第十六話
春がきて、夏になり、秋がすぎ、やがて、冬がくる、そしてまた、春がきて――そうやって、幾つもの春夏秋冬が桃太郎一家の前を、光陰矢のごとく通りすぎていきました。
すると、桃太郎は「あの子は力も強くてこころ延えも優しい、実にいい青年じゃ」と島民こぞってほめそやす、そんな若者に成長したのです。
とはいえ、彼も当初は、はたして、この鬼ヶ島で幸せに暮らしていけるだろうか、もっぱらそれが案じられていたものです。
とりわけ、島の長老たちは「悪ガキどもに、イジメられなきゃよいがのう」と、大変気をもんでもいました。けれどそれも、どうやら、杞憂に終わってくれたみたいです。
ただし、けっして十全だったわけではありません。不条理なことはなかった、といえば嘘になります。
これは、桃太郎がこの島の住人からすれば異分子だったからにほかありません。
異分子を排除して、統一的な一体感をつくりたい――この鬼ヶ島のような閉じられた村社会においては、おうおうにして見られるけしきです。
それもさることながら、ただでさえゆかりのある者同士でも醜い争い事をしがちなのです。まして、この島にゆかりのない桃太郎においてはなおさらでしょう。
それもあって、島の住人から不条理のうちに疎んじられ、彼は時に、イジメにあうことすらあったのです。
もちろん、そのたびに、母親である彼女が「あたしにまかせておけばだいじょうぶだからね、桃太郎」と助け舟を出そうとしてくれました。
けれど桃太郎は、その都度、こういって、自力で切り抜けてきたものです。
「母ちゃん、心配しなくていいよ。おら、なんとかひとりで切り抜けてみせるから」
涙ぐましい、このことばを聞くたびに、両親は、その頬を熱く濡らしていたものです。
母親に似て、桃太郎は村一番の腕っぷしの強さいを誇る若者でした。のみならず、彼は実に聡明で、ふてぶてしいほどに冷静な若者へと成長を遂げていたのです。
「おまえさんの懸念も杞憂におわってくれてよかったねぇ」
彼女は、さも嬉しそうに微笑んで、ふと彼から目を離すと、もの思いにでもふけるようにしながら、遠くに眼差しを向けるのです。
「ああ、おいらも安堵しているよ」
感慨深そうに、彼もうなずくと、目を伏せて、畳の目にぼんやりとした眼差しを向けました。
過去を振り返れば、内心、バツが悪い彼でした。
なにしろ、彼女が子を授からないのは、てっきり自分に非があるものだと信じて、こころがけづられる夜をつづけていたのですから。
そればかりではありません。
ひょっとして、おいらじゃなく、あいつに非があるんじゃ――そのように勘ぐってしまう、彼には、そんな邪な夜もあったのです。
あのころのおいらは、どうしょうもない夫だったよなぁ――自戒交じりに、彼はなさけなさそうな息をつくのでした。
一方で、彼女にも、内心、バツが悪くなるような過去があったのです。
というのも、彼女は彼女で、こう思ってきたからです。
とうとう、身ごもらなかったねぇ……ということは、やっぱり、あたしに非があるんだよ、と強く唇を噛みしめて。

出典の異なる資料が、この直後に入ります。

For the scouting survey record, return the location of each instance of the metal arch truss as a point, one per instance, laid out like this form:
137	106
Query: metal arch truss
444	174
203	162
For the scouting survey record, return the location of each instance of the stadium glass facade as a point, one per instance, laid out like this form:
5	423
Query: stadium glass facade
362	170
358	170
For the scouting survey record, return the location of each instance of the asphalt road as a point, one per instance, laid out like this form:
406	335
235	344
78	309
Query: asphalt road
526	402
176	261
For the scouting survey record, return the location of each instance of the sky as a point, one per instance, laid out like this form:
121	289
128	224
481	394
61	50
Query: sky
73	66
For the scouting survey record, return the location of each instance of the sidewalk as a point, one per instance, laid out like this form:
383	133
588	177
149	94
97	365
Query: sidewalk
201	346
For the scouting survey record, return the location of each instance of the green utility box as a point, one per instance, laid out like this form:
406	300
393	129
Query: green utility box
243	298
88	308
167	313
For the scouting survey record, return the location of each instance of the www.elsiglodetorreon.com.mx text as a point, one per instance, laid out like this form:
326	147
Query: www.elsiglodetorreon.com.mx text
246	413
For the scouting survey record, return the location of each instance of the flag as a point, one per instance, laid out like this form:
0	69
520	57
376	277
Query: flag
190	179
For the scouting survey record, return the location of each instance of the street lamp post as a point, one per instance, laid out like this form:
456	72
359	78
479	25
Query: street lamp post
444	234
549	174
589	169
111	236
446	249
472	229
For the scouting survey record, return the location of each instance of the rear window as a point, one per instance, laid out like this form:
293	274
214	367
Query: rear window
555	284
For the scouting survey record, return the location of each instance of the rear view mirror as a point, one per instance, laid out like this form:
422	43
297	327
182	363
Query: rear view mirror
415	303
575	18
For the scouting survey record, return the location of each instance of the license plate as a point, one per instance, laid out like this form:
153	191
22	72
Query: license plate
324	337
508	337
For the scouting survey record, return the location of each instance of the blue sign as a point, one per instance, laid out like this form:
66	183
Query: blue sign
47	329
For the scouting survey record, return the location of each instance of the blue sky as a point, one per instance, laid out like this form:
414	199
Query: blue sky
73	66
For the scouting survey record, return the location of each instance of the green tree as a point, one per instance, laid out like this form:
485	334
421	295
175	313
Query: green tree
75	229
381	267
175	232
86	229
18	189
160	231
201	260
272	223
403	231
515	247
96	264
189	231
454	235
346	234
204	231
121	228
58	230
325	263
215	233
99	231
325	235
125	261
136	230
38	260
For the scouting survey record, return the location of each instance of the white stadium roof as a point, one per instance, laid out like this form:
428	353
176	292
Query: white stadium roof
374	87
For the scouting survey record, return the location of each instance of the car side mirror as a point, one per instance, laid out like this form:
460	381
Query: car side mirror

こうして、お互いが、それぞれの世界に沈んで、もの思いにふけっています。
しばらくの間、屋敷は、妙な静寂に包まれます。
きょうは、晩秋とはいいながら、もの静かに晴れた日でした。風がそよげば、はるか天空に騒ぐ松籟が、ここ地よく耳に留まるほどに。
その蒼天から、屋敷のほど近くにある雑木林に、うららかな陽の光が、きらきらときらめいて、降り注いでいます。
さきほどから、その木の上で羽を休めて、しきりにさえずっている鳥がいます。
大方、これは、櫟の枝の梢で日向ぼっこをきめ込んでいる、セキレイのさえずりだと思われます。
屋敷の立て切った障子にも、そのうららかな陽の光がさして、彼が眺めている畳の目の上で、平安な影がかすかながら揺れています。
「にしても、あれだなぁ」
静寂を破るようにして、彼が口を開き、ことばを、こう継ぐのです。
「桃太郎が気立ての優しい子に育ってくれたことが、なによりじゃないか」
それを聞いた彼女も「ああ、そうだねぇ」と相槌を打って、頬をほころばせます。
なにを措いてもさしあたり、それがうれしくてたまらない、そんな二人のようでした。
かくも、桃太郎の家は、いたわりあって、笑いあって、実に、楽しい家庭だったのです。
ただ、残念ながら、この平安な時は、それほど長くはつづきません。
なぜなら、ある日突然、風雲急を告げる知らせが、島の長老たちの耳にもたらされたからです――。